Germany, however, has its Reichsbürgerbewegung–individuals who do not recognize the authority of the German government due to similar reasoning,

The self-described Reichsbürger (“Reich citizens”) maintain that the Federal Republic of Germany is illegitimate and that the Reich’s 1919 Weimar Constitution remains in effect. Most of their arguments are based on a selective reading of a 1973 decision of the Federal Constitutional Court concerning the Basic Treaty between West and East Germany. The judgement held that the 1949 Basic Law for the Federal Republic of Germany (Grundgesetz) itself assumes that the Reich, as a subject of international law, despite the German Instrument of Surrender and the Allied occupation, had survived the collapse of Nazi Germany, but is incapable of acting as a state because it lacks any organization, such as governmental authorities.

The Reichsbürger do not, however, cite the Court’s further holding that the Federal Republic is not a successor state to the Reich, but, as a West German state at that time partially, and today—since 1990—fully identical to it. Instead they claim to have restored the governmental bodies of the German Reich and to be capable of acting on the basis of the Weimar Constitution.

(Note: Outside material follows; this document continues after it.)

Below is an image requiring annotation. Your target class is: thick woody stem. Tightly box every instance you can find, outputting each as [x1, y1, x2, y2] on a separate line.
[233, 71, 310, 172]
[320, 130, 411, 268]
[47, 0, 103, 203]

The original Kommissarische Reichsregierung was founded in 1985 by Wolfgang Gerhard Guenter Ebel, a former Reichsbahn traffic superintendent in West Berlin. Ebel, who appointed himself Reich Chancellor, claimed to be acting on the authority of the Allied occupation authorities. Some of the members of his “cabinet” later fell out with Ebel and established provisional governments of their own with names such as Exilregierung Deutsches Reich or Deutsches Reich AG (the latter being based in Nevada, USA).

KRRs engage in activities such as issuing currency and stamps, as well as promoting themselves through the Internet and other media. Where the number of their adherents allows, they also emulate the “re-established” institutions, such as courts or parliaments, of the Weimar Republic or of earlier German states. Temporarily a restored Reichstag existed as well as several Reich Ministers, state governments, and a Reichsgericht.